La storia, scrive Della Loggia, è “il primo e più importante nutrimento della politica, di chi voglia conoscere la realtà vera al di là delle illusioni. E infatti le classi politiche e i loro capi che in tempo fecero grande l’Europa e più recentemente l’hanno salvata dal naufragio – penso a uomini come Churchill o De Gaulle – hanno sempre nutrito la propria azione di una vasta e profonda conoscenza storica”.
“Sapere delle vicende del passato, apprendere lo svolgimento dalle pagine dei grandi narratori che le hanno meditate e ce le hanno trasmesse – da Tucidide a Tacito, a Machiavelli a Gibbon (dicono ancora qualcosa questi nomi a chi siede oggi a Montecitorio o a Bruxelles?) – costituisce una scuola essenziale per conoscere il mondo com’è e non come ci piacerebbe che fosse. Per conoscere che cosa realmente muove le passioni degli individui e delle folle, la differenza tra le mode di un giorno e gli interessi permanenti di una società, per intendere che cosa voglia dire la libertà”.
L’Europa sembra priva di questi strumenti intellettuali fondamentali, rendendola vulnerabile all’illusione del progresso garantito dalla tecnologia. Questa visione utopica, spesso sprovvista di un’adeguata considerazione delle conseguenze, può portare a decisioni imprudenti e a una gestione inefficace delle crisi globali. La mancanza di realismo, dunque, e di una comprensione profonda delle dinamiche globali rappresenta una sfida cruciale per l’Europa e l’Occidente in generale.
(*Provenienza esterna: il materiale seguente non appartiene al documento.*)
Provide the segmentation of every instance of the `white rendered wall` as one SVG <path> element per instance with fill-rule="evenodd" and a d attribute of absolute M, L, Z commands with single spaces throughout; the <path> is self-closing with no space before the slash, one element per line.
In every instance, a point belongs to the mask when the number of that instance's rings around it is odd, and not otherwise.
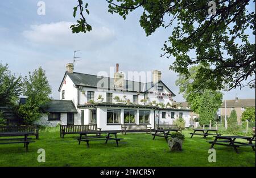
<path fill-rule="evenodd" d="M 65 90 L 65 100 L 72 100 L 75 105 L 77 105 L 77 88 L 74 87 L 74 83 L 71 79 L 66 75 L 64 79 L 65 82 L 63 83 L 60 92 L 60 99 L 62 99 L 62 91 Z"/>

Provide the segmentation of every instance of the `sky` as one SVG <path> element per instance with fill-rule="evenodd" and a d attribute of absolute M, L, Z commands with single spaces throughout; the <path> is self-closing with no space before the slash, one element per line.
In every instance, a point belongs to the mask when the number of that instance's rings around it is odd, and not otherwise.
<path fill-rule="evenodd" d="M 77 1 L 43 1 L 44 15 L 38 14 L 39 2 L 0 1 L 0 62 L 8 63 L 16 75 L 24 77 L 42 66 L 52 87 L 51 96 L 58 99 L 66 64 L 73 62 L 73 51 L 80 50 L 77 56 L 82 57 L 75 65 L 76 72 L 109 73 L 110 67 L 117 63 L 126 73 L 158 70 L 162 73 L 162 80 L 176 95 L 174 99 L 184 101 L 175 86 L 177 74 L 169 70 L 175 58 L 160 57 L 171 29 L 159 28 L 147 37 L 139 22 L 141 11 L 131 13 L 123 20 L 118 15 L 108 12 L 105 1 L 90 0 L 87 20 L 93 30 L 86 34 L 73 34 L 69 27 L 76 22 L 73 8 Z M 254 6 L 250 8 L 255 12 Z M 224 99 L 234 99 L 236 96 L 255 98 L 255 89 L 232 90 L 224 92 Z"/>

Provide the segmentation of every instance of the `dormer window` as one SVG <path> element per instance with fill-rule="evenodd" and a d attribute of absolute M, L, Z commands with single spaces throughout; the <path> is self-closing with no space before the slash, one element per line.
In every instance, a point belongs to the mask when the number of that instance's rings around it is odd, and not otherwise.
<path fill-rule="evenodd" d="M 163 91 L 163 86 L 158 86 L 158 91 Z"/>
<path fill-rule="evenodd" d="M 65 90 L 61 91 L 61 99 L 65 99 Z"/>

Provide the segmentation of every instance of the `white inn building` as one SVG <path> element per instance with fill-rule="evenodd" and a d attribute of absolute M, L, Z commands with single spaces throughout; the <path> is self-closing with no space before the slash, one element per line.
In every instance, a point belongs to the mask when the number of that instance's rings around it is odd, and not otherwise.
<path fill-rule="evenodd" d="M 154 129 L 156 124 L 172 124 L 183 117 L 189 126 L 191 111 L 172 106 L 175 95 L 161 80 L 160 71 L 154 71 L 152 81 L 143 83 L 125 79 L 118 68 L 117 64 L 114 76 L 109 78 L 75 73 L 73 64 L 67 64 L 59 89 L 60 100 L 52 101 L 55 104 L 46 109 L 49 116 L 40 122 L 97 124 L 103 130 L 119 130 L 123 124 L 147 124 Z"/>

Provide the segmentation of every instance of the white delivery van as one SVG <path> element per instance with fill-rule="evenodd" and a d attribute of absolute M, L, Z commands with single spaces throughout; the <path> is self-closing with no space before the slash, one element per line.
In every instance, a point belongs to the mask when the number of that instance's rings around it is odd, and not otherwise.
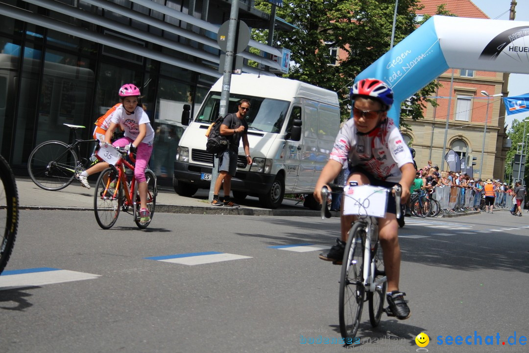
<path fill-rule="evenodd" d="M 218 116 L 222 86 L 221 77 L 180 140 L 173 178 L 179 195 L 209 188 L 213 156 L 206 152 L 205 134 Z M 228 113 L 236 112 L 243 98 L 251 104 L 245 119 L 253 162 L 247 164 L 241 143 L 232 179 L 234 197 L 257 196 L 263 207 L 276 209 L 285 194 L 312 194 L 338 132 L 336 94 L 287 78 L 233 75 Z"/>

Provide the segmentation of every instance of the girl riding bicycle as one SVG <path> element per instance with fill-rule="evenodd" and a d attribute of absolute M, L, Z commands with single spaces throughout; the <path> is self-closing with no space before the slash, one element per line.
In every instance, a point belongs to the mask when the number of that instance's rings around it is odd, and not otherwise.
<path fill-rule="evenodd" d="M 387 111 L 393 104 L 393 93 L 384 82 L 368 78 L 354 84 L 351 90 L 353 117 L 340 130 L 330 159 L 316 184 L 314 196 L 321 202 L 321 189 L 333 180 L 349 161 L 350 175 L 348 183 L 391 188 L 402 186 L 402 203 L 409 197 L 409 187 L 415 176 L 413 159 L 404 139 Z M 330 189 L 330 188 L 329 188 Z M 343 203 L 342 202 L 342 205 Z M 409 317 L 409 308 L 399 291 L 400 248 L 398 225 L 395 216 L 395 199 L 389 197 L 385 218 L 379 220 L 379 239 L 382 246 L 388 279 L 387 300 L 397 319 Z M 320 258 L 341 264 L 354 216 L 341 216 L 341 239 L 320 255 Z"/>
<path fill-rule="evenodd" d="M 116 107 L 110 115 L 110 126 L 105 133 L 105 142 L 111 143 L 116 128 L 121 126 L 124 129 L 125 136 L 116 140 L 112 144 L 116 147 L 128 147 L 129 151 L 136 152 L 134 177 L 139 183 L 141 204 L 140 222 L 147 223 L 150 220 L 150 214 L 147 209 L 147 183 L 145 169 L 152 153 L 154 131 L 151 126 L 149 116 L 141 106 L 138 105 L 141 96 L 140 89 L 132 84 L 127 84 L 120 88 L 118 94 L 122 105 Z M 76 177 L 83 186 L 89 189 L 90 184 L 87 180 L 88 176 L 102 171 L 108 167 L 108 163 L 98 163 L 76 176 Z"/>

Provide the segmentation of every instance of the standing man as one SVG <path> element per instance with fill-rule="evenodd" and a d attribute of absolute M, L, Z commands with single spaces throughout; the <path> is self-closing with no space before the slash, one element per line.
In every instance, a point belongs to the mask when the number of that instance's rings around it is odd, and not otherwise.
<path fill-rule="evenodd" d="M 525 188 L 522 186 L 519 182 L 516 182 L 515 184 L 516 187 L 514 188 L 514 194 L 516 197 L 516 208 L 514 210 L 514 215 L 522 216 L 522 205 L 525 198 Z M 519 212 L 519 214 L 516 214 L 516 211 Z"/>
<path fill-rule="evenodd" d="M 230 192 L 231 191 L 231 178 L 235 175 L 237 169 L 239 145 L 241 138 L 244 154 L 246 155 L 246 162 L 248 164 L 252 163 L 247 134 L 248 123 L 244 120 L 249 111 L 250 101 L 248 99 L 241 99 L 239 102 L 237 112 L 226 115 L 221 125 L 221 134 L 231 137 L 231 138 L 228 138 L 228 148 L 218 158 L 218 176 L 215 182 L 213 201 L 211 202 L 213 206 L 239 207 L 233 200 L 230 200 Z M 223 186 L 223 183 L 224 191 L 224 203 L 218 199 L 218 193 L 221 191 L 221 186 Z"/>
<path fill-rule="evenodd" d="M 485 210 L 487 213 L 492 213 L 494 209 L 494 186 L 492 181 L 487 179 L 483 188 L 485 190 Z"/>

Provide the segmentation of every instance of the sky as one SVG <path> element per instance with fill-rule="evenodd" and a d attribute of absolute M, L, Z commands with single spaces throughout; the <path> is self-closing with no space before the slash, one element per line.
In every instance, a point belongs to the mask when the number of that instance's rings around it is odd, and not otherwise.
<path fill-rule="evenodd" d="M 474 4 L 494 20 L 509 19 L 511 0 L 472 0 Z M 516 0 L 515 21 L 529 22 L 529 0 Z M 509 96 L 519 96 L 529 93 L 529 75 L 511 74 L 509 77 Z M 513 120 L 522 121 L 529 117 L 527 112 L 505 117 L 505 123 L 509 127 Z"/>

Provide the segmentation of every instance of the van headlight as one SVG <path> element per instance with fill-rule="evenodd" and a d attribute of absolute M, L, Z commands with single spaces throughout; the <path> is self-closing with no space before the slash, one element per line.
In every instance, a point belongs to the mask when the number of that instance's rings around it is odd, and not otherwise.
<path fill-rule="evenodd" d="M 179 162 L 189 162 L 189 149 L 188 147 L 178 146 L 176 150 L 176 160 Z"/>
<path fill-rule="evenodd" d="M 250 171 L 269 174 L 272 171 L 272 160 L 269 158 L 253 158 Z"/>

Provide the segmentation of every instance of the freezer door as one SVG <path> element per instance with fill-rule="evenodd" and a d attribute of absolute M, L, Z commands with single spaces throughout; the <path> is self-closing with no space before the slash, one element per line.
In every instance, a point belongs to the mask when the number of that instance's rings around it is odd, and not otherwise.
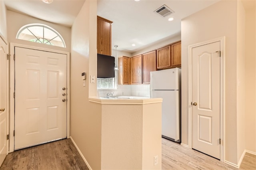
<path fill-rule="evenodd" d="M 150 72 L 150 90 L 179 89 L 179 74 L 178 68 Z"/>
<path fill-rule="evenodd" d="M 180 109 L 178 91 L 151 90 L 151 98 L 163 99 L 162 135 L 177 141 L 180 140 Z"/>

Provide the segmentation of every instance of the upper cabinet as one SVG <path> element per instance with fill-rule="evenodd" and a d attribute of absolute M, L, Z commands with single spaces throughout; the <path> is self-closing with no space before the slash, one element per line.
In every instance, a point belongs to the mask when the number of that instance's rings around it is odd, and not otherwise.
<path fill-rule="evenodd" d="M 181 67 L 181 42 L 175 42 L 157 50 L 158 69 Z"/>
<path fill-rule="evenodd" d="M 97 53 L 111 55 L 111 24 L 112 22 L 97 16 Z"/>
<path fill-rule="evenodd" d="M 181 42 L 172 45 L 172 67 L 181 66 Z"/>
<path fill-rule="evenodd" d="M 156 70 L 156 50 L 142 54 L 142 83 L 149 84 L 150 71 Z"/>
<path fill-rule="evenodd" d="M 131 75 L 132 84 L 142 83 L 142 55 L 141 54 L 132 57 Z"/>
<path fill-rule="evenodd" d="M 131 84 L 131 58 L 122 56 L 118 58 L 118 84 Z"/>
<path fill-rule="evenodd" d="M 171 67 L 171 45 L 168 45 L 157 50 L 157 69 L 163 69 Z"/>

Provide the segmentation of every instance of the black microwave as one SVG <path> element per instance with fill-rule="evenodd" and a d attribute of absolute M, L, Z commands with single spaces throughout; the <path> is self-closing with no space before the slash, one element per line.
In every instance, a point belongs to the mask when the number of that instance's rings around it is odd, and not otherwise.
<path fill-rule="evenodd" d="M 97 77 L 115 77 L 115 57 L 97 54 Z"/>

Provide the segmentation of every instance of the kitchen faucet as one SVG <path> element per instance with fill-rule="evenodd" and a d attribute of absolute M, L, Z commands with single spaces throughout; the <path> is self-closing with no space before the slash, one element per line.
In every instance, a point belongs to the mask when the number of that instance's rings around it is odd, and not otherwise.
<path fill-rule="evenodd" d="M 112 97 L 112 96 L 113 96 L 113 94 L 114 94 L 114 92 L 110 93 L 108 93 L 108 94 L 107 94 L 106 98 L 108 98 L 110 97 Z"/>

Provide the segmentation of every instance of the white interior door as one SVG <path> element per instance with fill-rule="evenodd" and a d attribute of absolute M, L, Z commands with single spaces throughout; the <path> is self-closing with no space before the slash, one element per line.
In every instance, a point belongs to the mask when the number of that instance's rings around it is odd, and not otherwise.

“Una una volta ridotto a ben poco il Cristianesimo delle masse per effetto della secolarizzazione e quasi cancellato nella formazione delle élite, una volta più o meno espulsa la storia dai suoi programmi d’istruzione a favore dell’economia e della sociologia, l’Europa è rimasta priva di due strumenti intellettualmente formidabili per conoscere e comprendere la realtà negativa del mondo. E dunque facile preda dell’idea che comunque ci attende il progresso assicurato, si dice, dalle sempre nuove conquiste della tecnica”, scrive il professore sul Corriere.
“Non importa molto, dopotutto, se realizzate nei laboratori di Pechino, di San Pietroburgo o magari di Pyongyang”. Riscoprire il valore della storia e una visione più realista della natura umana potrebbe essere essenziale per affrontare le sfide del presente e del futuro con maggiore consapevolezza e resilienza.